Tetlow advises women to “feel people out” when it comes to finding a mentor. “Whatever results, whether it’s a formal mentorship or just some advice, it’s worth it.”
She notes, however, that there are some things to look out for.
“You don’t want a person who sees you as an extension of themselves. Look for someone who asks you good questions, who doesn’t just pontificate.”
Make sure you have the right skills to help the mentee and that it’s someone you are genuinely interested in. And when it comes to helping them, you want to make sure you’re empowering them and providing guidance to help them find their own answers, not just give them answers. – Torrie Kranze, CEO, National Kidney Foundation
You’ve Found Someone. Now What?
A successful mentorship relationship, like any successful relationship, is one that benefits both people. But how do you make sure that happens?
One of the most important things is for both of you to agree on a set of boundaries. How often will you meet? What form of communication works best for both parties? The goal is to show mutual respect for the value of each other’s time.
When it comes to advice for mentees, one thing stands out: Be prepared.
“I just had a mentee that I was so impressed with because every time we met, she was so prepared,” said Duncan. “She had thought about exactly what issues she wanted help with and what specific questions she had.”
It’s equally as important for mentors to be thoughtful about the relationship.
“Make sure you have the right skills to help the mentee and that it’s someone you are genuinely interested in,” said Kranze. “And when it comes to helping them, you want to make sure you’re empowering them and providing guidance to help them find their own answers, not just give them answers. My first mentors gave me so much independence and autonomy but at the same time they were always there and approachable when I had questions. And they asked me great questions too.”
Above all, Pineda advises all parties to “have fun with it.
“Every time I mentor someone, I always feel like I get so much out of it, sometimes personally, sometimes professionally, sometimes both.”
More Than a Mentor
While a great mentorship can provide invaluable guidance and support, Elam advises everyone looking to advance their career to also find themselves a sponsor.
“A sponsor is someone with some real juice,” she said, “someone senior to you that will throw your name in the hat when opportunities come up.”
She said it’s not that women lack ambition, it’s that they often lack access.
“You want someone who’s willing to leverage their influence to help you succeed,” she said.
Elam advises everyone she can to read the book “Forget a Mentor, Get a Sponsor” by Sylvia Ann Hewitt to learn more about the difference a sponsor can make. Contrary to the title, however, she thinks it’s good to have both mentors and sponsors.

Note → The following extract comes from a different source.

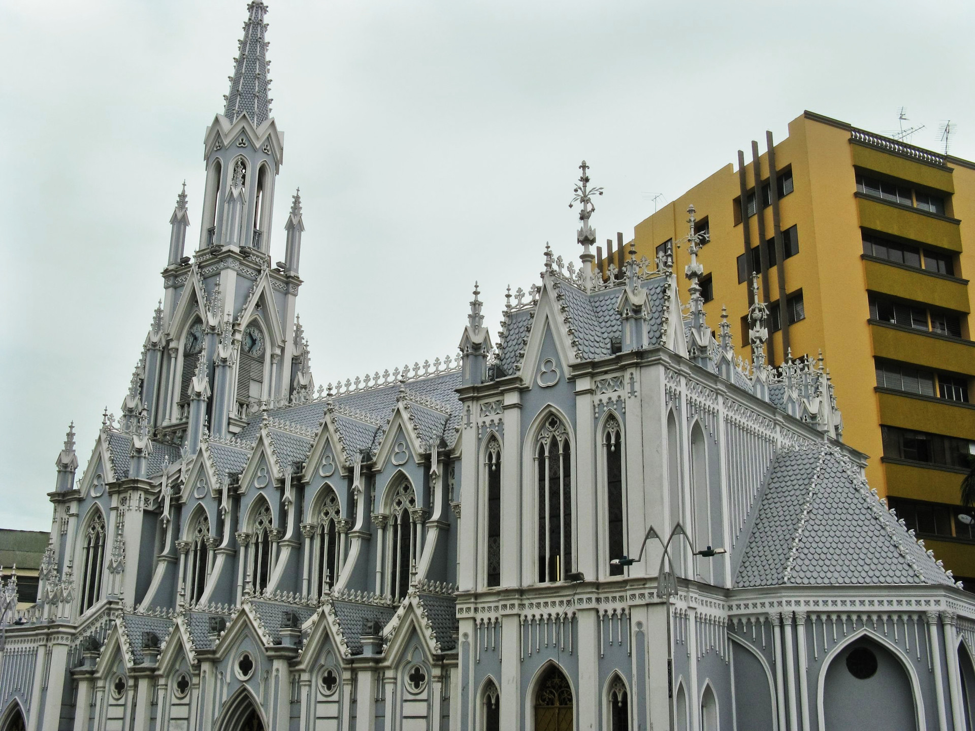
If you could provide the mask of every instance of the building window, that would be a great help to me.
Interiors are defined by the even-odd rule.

“Mentors can give you that coaching, feedback and perspective,” she said. “And a mentoring relationship can lead to sponsoring.”
The Time is Now
Opportunities for women in the region to brush up on leadership skills and reach for that next level have rapidly increased in recent years. In addition to the launch of programs like the Women’s Leadership Academy and Enterprising Women of Color, the New Orleans Chamber of Commerce’s annual Power Up: Women’s Leadership Conference launched in 2019 and Junior League of New Orleans will host its second annual Women’s Leadership Summit on Nov. 5, 2021.

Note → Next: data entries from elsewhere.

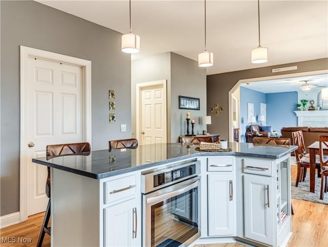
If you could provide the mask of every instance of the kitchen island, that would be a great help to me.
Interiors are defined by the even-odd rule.
[[[230,152],[207,152],[196,147],[161,143],[33,159],[52,168],[52,246],[144,245],[141,173],[194,160],[201,177],[198,242],[283,245],[291,234],[290,157],[296,147],[234,142]],[[222,167],[227,160],[231,165]],[[224,177],[227,190],[234,191],[227,201],[215,193],[226,184],[221,182]],[[114,225],[122,214],[113,212],[119,210],[126,221],[117,218]]]

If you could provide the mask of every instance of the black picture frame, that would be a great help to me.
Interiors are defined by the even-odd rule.
[[[179,109],[200,110],[199,98],[179,95]]]

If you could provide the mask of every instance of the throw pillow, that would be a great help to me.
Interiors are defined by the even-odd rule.
[[[272,130],[272,127],[270,126],[261,126],[261,129],[262,131],[269,132],[270,135],[273,135],[273,131]]]

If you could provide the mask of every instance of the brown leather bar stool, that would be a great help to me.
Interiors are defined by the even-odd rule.
[[[201,141],[204,142],[213,142],[213,138],[212,136],[182,136],[181,138],[181,143],[190,143],[199,144]]]
[[[47,159],[49,159],[56,156],[69,155],[70,154],[90,154],[91,150],[90,144],[89,142],[79,142],[68,144],[57,144],[48,145],[47,146]],[[46,183],[46,194],[49,198],[47,206],[47,210],[43,219],[40,235],[37,241],[37,247],[41,247],[45,235],[47,233],[51,235],[50,227],[48,226],[50,218],[50,168],[48,167],[48,177]]]
[[[109,149],[136,148],[138,147],[138,140],[134,138],[110,140],[108,144]]]

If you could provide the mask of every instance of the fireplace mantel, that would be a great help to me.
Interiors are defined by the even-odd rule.
[[[294,111],[294,112],[297,116],[298,126],[328,127],[328,110]]]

The pandemic has also provided many women with an opportunity to look more reflectively on their career, and in some cases led them to take the leap and start their own business. Professional networking site LinkedIn reported that from March through November of 2020 the number of female entrepreneurs on the platform grew by 5% — more than double its pre-pandemic average.
“Most of the world didn’t close,” said Carter of the pandemic shutdown, “which has created the perfect platform for women to get ready for when it does open fully again. Now is the time to think differently, to make those connections. We want women to be there, on the front line, fully capable to respond when those opportunities come.”